An example of this is the newly formed partnership between Haco Industries, a fast-moving consumer goods producer, and East African Breweries. Together, the companies have begun producing hand sanitisers for free distribution.

Elsewhere, the Kenya Medical Research Institute (KEMRI) has started manufacturing Covid-19 rapid testing kits to aid state assessment facilities. Before the pandemic, KEMRI had produced hand sanitisers, diagnostic testing kits, and other products for the region as required, but the outbreak has necessitated a switch.  

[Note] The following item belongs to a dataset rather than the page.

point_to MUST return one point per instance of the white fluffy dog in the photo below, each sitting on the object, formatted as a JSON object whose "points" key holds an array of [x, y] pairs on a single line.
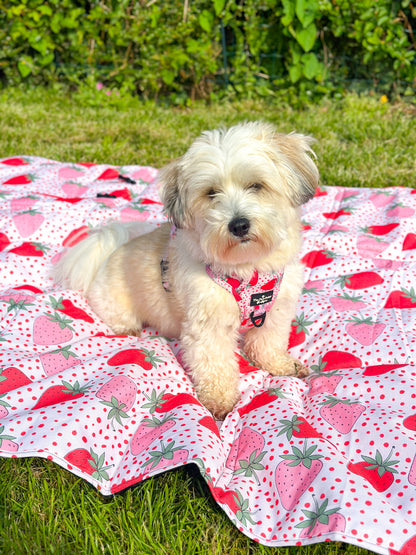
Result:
{"points": [[229, 262]]}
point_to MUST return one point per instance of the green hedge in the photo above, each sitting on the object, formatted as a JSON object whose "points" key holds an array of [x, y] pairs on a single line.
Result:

Digital solutions are also helping the manufacturing sector respond to the crisis.

In mid-March the Kenya Association of Manufacturers launched a digital directory for locally manufactured goods to help customers shop online. MSMEs can use the portal to directly contact local suppliers to source raw materials and intermediate goods, with payment possible via cashless platforms.

Going forward, this new capacity provides solid foundations for growth, although business leaders caution that production volumes must be sustainable in the aftermath of Covid-19.

“In the long term, we are evaluating measures to prevent a ‘rebound effect’. This new local manufacturing capacity must be maintained once the global supply chain returns to stability,” Karuga told OBG.

Digital leader

Kenya was already a regional leader in digital innovation prior to Covid-19, particularly in the field of mobile money, which is proving to be useful in limiting the spread of the virus globally.

The value of mobile money transactions in Kenya has expanded rapidly over the past decade, from KSh166.6bn ($1.6bn) in 2008 to KSh4.4trn ($41.3bn) last year. This has been led by the growth of Safaricom-owned M-Pesa, which is the most popular mobile money service in East Africa and allows users to send money, pay bills and apply for loans via SMS . 

Following a meeting with the CBK, Safaricom announced on March 17 that all person-to-person transactions under KSh1000 ($9.38) would be free for 90 days, in effort to maintain mobile money flows during this period of economic disruption. In addition, it increased the daily transaction limit for MSMEs from KSh70,000 ($657) to KSh150,000 ($1400).

In similar moves, courier firms have been partnering with supermarkets and restaurants to offer free or low-cost home delivery options to support social distancing. 

Parallel to this, the e-commerce sector has also experienced an increase in activity, as many Kenyans have shifted to online shopping to avoid visiting stores. For example, local platform GoBeba reported that its gross merchandise value tripled in the three weeks following the first reported Covid-19 case in Kenya, driven by sales of household essentials.

Regulatory catch-up

Elsewhere, following the government’s encouragement for companies to adopt work-from-home procedures where possible, a recent survey by human resources consulting firm, Corporate Staffing Services, found that three-quarters were considering implementing permanent work-from-home procedures after the pandemic. 

The significant changes in the operating environment caused by Covid19 are forcing businesses across all sectors into a digital reorientation. As new technologies and working practices are adopted, legislation will likely have to follow suit.

“The 2007 Employment Act lacks provisions for emergency or epidemic situations, so it is currently impractical and expensive to vary contracts and to terminate or suspend employment,” Christine Oseko, managing partner at Oseko & Ouma LLP, told OBG.

“Therefore, the cabinet secretary and legislators have the important task of issuing guidelines and amendments to help businesses adapt, now and in the future.”